U.S. property and casualty insurers are likely to see improved underwriting results this year as premium prices increase significantly in underperforming segments such as auto and property, Fitch Ratings Inc. said in a report released Thursday.
Still, insurance profits may not return in 2023 due to volatility in claims due to higher inflation and macroeconomic uncertainty, Fitch said.

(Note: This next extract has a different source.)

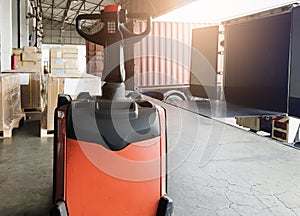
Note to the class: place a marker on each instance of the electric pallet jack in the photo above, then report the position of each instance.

Fitch forecasts a total expense ratio of 100.4% for the full year. Net profit and return on surplus will recover but are expected to reach 6.5%, below the ten-year average of 7%.
Despite premium growth, the industry’s total cost deteriorated to 102.5% in 2022, driven by above-average catastrophe losses, including Hurricane Ian, and a sharp deterioration in the auto segment.
This compared with a consistent range of 99% to 100% for the previous four years, the report said. The total quotas of the commercial lines are expected to deteriorate slightly in 2023
Net written premium increased to $773.9 billion in 2022, up 8% from $716.0 billion in 2021, but down slightly from 2021’s growth rate of 9%. Fitch expects an increase of around 7% in net premium income for this year.
“Ongoing tightening of premium rates and exposure increases in commercial lines, combined with an acceleration of pricing actions in personal lines, contributed to property/casualty premium growth above historical norms in 2022,” Fitch said.
Industry net income fell 31% in 2022 to $43 billion, driven by declining underwriting results in personal lines, Fitch said.
This was in stark contrast to net profits in the range of $60 billion to $63 billion in the previous four years.
“Variability in natural catastrophe losses is an ongoing issue, exacerbated by sharp increases in reinsurance costs and less reliable available capacity,” Fitch said.
Higher potential volatility in claims costs could result in future negative reserve development, Fitch said.
Its neutral sector outlook for US property/casualty insurance is based on stable to improved operating results this year.